Live attenuated, cold-adapted (ca) influenza A vaccines administered intranasally have been well characterized as safe and immunogenic, but comparative data on protective efficacy are required for further development. In this study, 59 young children were divided into the following four groups based on prior exposure to influenza A (H3N2) virus: natural infection, live ca vaccine given intranasally, inactivated vaccine given im, and no previous exposure. Virus challenge with homologous live ca vaccine occurred 12 months after vaccination or natural infection. Prior natural infection and live ca vaccine significantly reduced ca virus shedding after challenge compared with inactivated vaccine or no prior exposure to influenza A virus. Prechallenge nasal IgA, detected almost exclusively in subjects naturally infected or vaccinated with live ca virus, was associated with protection. Although inactivated vaccine failed to produce significant local IgA during the primary response, it seemed to prime for secondary local antibody responses after challenge with live ca virus.

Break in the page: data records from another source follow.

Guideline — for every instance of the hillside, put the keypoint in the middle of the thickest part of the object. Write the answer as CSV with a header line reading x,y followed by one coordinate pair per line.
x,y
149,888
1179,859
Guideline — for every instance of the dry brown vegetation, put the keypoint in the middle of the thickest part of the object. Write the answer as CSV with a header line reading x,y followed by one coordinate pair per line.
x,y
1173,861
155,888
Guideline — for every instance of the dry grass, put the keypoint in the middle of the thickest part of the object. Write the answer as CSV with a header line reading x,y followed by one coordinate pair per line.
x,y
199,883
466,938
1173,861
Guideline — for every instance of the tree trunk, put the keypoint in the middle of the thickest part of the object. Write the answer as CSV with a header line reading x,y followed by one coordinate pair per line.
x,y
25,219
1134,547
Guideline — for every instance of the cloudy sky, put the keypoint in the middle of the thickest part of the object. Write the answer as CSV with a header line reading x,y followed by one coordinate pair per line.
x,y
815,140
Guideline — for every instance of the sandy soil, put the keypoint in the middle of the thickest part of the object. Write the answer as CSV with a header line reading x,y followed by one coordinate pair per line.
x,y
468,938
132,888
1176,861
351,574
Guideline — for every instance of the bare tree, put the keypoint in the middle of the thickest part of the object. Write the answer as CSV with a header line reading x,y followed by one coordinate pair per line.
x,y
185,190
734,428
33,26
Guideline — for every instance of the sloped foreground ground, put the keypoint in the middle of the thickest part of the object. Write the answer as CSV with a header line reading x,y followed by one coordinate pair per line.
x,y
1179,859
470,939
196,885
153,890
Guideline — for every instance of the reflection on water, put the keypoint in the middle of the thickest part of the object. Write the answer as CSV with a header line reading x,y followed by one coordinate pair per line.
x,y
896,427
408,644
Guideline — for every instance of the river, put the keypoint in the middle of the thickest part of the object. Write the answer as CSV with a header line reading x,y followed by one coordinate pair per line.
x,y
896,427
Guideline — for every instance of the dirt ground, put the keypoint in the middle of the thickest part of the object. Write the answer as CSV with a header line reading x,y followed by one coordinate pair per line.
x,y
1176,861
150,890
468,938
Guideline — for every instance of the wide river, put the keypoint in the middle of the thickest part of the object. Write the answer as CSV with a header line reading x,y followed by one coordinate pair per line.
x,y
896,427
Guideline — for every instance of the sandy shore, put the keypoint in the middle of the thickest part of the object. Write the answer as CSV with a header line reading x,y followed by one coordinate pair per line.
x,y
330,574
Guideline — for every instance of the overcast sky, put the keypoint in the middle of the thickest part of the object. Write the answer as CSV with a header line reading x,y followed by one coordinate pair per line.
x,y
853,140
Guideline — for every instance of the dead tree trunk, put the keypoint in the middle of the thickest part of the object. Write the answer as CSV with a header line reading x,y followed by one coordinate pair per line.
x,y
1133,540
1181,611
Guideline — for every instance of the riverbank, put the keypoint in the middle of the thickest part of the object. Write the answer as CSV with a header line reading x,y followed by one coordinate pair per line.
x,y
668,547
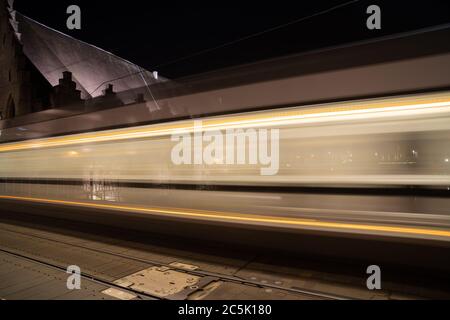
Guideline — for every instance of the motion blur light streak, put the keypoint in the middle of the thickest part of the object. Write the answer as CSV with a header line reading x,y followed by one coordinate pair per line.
x,y
229,216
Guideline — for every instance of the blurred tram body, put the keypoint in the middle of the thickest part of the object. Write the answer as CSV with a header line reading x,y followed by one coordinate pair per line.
x,y
364,146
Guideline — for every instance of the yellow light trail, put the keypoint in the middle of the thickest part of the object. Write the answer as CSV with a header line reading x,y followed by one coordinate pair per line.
x,y
230,216
290,116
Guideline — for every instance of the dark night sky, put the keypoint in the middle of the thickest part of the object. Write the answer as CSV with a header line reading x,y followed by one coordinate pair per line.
x,y
154,33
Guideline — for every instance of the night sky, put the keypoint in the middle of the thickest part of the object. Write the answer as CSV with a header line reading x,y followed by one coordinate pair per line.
x,y
156,35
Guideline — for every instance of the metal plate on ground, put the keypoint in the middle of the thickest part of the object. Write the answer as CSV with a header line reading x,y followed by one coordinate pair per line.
x,y
183,266
119,294
159,282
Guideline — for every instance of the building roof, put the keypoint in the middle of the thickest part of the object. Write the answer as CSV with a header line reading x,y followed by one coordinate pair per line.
x,y
92,68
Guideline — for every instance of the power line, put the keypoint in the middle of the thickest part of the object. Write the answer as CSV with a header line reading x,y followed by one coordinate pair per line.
x,y
257,34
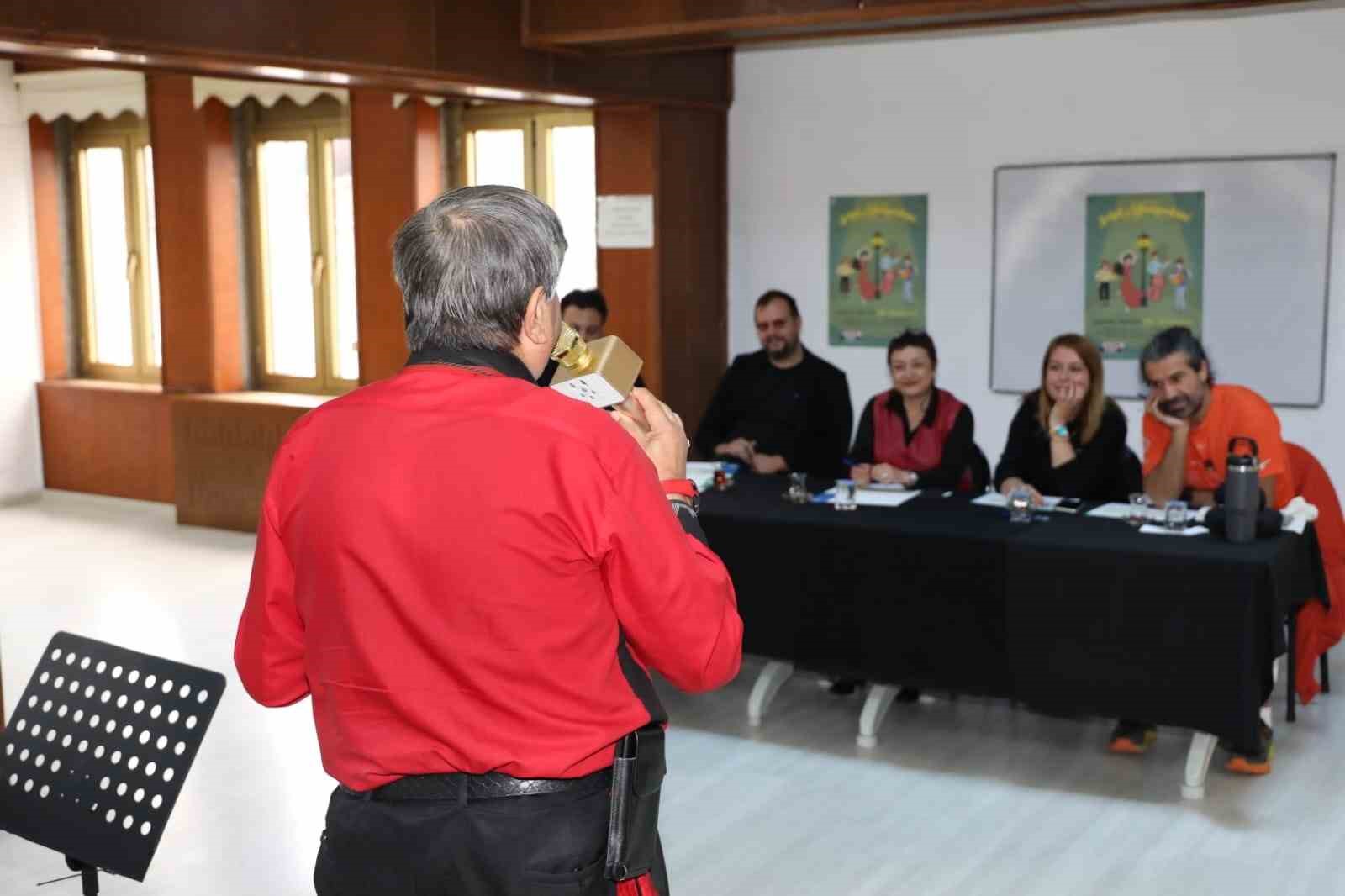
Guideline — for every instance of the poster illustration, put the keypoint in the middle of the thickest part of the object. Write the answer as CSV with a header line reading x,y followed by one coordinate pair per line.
x,y
876,273
1143,269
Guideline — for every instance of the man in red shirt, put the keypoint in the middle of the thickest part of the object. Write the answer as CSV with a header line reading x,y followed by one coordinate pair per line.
x,y
1188,425
470,576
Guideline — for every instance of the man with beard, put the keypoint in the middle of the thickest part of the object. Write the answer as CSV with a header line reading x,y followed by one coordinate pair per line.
x,y
1188,424
1189,420
783,408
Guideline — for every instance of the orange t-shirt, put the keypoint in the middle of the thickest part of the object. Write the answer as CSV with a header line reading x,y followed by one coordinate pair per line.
x,y
1234,410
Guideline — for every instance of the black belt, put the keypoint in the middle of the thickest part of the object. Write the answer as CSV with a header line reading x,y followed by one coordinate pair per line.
x,y
488,786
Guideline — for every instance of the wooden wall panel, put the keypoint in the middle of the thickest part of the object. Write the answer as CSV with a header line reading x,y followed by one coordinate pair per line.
x,y
670,302
625,147
108,439
448,46
693,259
224,447
396,163
683,26
51,280
197,229
430,154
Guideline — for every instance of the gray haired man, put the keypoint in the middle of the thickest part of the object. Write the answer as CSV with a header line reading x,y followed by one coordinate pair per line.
x,y
470,576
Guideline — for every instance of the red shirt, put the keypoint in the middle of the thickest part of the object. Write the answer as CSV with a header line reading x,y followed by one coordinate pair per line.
x,y
452,561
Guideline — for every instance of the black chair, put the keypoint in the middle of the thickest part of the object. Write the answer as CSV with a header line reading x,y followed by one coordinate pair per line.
x,y
1131,478
979,470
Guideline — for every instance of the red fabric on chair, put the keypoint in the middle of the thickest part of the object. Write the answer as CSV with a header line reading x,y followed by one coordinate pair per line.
x,y
1320,627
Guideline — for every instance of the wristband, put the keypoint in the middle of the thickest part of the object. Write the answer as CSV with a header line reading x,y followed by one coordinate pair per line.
x,y
683,488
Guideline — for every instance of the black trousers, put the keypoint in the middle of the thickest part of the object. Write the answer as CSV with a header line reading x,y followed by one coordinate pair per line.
x,y
514,845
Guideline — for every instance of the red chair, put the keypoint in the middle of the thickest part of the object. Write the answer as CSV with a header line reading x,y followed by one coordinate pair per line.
x,y
1320,627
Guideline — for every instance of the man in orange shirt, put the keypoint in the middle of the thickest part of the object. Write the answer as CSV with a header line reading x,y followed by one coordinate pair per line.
x,y
1188,424
1189,421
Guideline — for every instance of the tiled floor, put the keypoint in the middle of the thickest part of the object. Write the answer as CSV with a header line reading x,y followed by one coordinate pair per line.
x,y
959,798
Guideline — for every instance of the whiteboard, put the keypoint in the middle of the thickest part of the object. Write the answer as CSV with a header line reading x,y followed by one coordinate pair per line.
x,y
1268,266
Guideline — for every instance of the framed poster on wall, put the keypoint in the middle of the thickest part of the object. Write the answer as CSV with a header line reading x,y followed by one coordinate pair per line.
x,y
876,272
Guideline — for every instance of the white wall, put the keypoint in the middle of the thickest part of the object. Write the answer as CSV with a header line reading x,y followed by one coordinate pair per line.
x,y
936,116
20,351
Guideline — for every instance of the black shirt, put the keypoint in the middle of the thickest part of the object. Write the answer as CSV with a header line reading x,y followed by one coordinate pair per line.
x,y
957,448
802,414
1098,472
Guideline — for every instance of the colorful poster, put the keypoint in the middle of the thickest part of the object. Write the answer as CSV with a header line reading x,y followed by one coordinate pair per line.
x,y
1143,269
878,268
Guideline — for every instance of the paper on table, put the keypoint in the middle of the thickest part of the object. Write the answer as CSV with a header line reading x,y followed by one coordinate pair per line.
x,y
995,499
1111,512
1163,530
869,498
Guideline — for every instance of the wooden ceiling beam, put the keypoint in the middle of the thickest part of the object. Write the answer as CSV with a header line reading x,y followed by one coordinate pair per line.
x,y
669,26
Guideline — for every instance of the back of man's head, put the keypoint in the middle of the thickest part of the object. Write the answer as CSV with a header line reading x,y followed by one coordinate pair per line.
x,y
778,295
1172,340
591,299
468,262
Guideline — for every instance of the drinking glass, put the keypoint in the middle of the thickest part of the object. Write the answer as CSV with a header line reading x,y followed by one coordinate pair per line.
x,y
1174,514
845,495
1140,506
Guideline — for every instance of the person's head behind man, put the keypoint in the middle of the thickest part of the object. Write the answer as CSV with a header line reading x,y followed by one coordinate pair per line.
x,y
477,271
778,324
585,309
1177,372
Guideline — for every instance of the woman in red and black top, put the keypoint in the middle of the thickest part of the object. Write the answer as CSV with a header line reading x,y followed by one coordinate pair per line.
x,y
914,435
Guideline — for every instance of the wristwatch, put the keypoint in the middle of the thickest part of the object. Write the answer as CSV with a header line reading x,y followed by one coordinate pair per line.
x,y
685,488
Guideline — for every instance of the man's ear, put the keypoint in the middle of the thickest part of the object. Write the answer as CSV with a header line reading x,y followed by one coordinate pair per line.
x,y
537,327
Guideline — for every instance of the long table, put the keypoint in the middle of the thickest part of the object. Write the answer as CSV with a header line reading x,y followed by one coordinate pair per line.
x,y
1073,614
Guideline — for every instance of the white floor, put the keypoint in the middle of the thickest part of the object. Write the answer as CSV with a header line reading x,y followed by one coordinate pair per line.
x,y
959,798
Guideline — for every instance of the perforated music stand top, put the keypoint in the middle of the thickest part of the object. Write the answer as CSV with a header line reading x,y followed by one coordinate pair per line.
x,y
98,748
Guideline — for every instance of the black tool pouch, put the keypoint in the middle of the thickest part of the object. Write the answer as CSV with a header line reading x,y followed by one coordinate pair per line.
x,y
632,828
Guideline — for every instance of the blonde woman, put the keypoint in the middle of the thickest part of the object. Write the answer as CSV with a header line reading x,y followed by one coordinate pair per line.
x,y
1068,437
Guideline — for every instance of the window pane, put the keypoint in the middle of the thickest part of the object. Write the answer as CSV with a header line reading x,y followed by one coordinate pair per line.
x,y
287,256
346,329
151,273
105,201
498,158
575,198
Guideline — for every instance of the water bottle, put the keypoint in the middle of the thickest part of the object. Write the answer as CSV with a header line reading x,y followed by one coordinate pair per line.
x,y
1242,492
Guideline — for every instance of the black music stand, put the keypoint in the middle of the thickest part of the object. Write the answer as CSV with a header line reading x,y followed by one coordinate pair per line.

经鼻内接种的减毒活、冷适应(ca)甲型流感疫苗已被充分证明是安全且具有免疫原性的,但进一步研发需要关于保护效力的比较数据。在本研究中,59名幼儿根据既往甲型(H3N2)流感病毒暴露情况被分为以下四组:自然感染、经鼻内接种减毒活疫苗、肌肉注射灭活疫苗以及无既往暴露史。在接种疫苗或自然感染12个月后,用同源减毒活疫苗进行病毒攻击。与灭活疫苗或无甲型流感病毒既往暴露史相比,既往自然感染和减毒活疫苗在攻击后显著减少了ca病毒排出。攻击前的鼻腔IgA几乎仅在自然感染或接种减毒活病毒的受试者中检测到,与保护作用相关。虽然灭活疫苗在初次反应期间未能产生显著的局部IgA,但在用减毒活病毒攻击后,它似乎能引发二次局部抗体反应。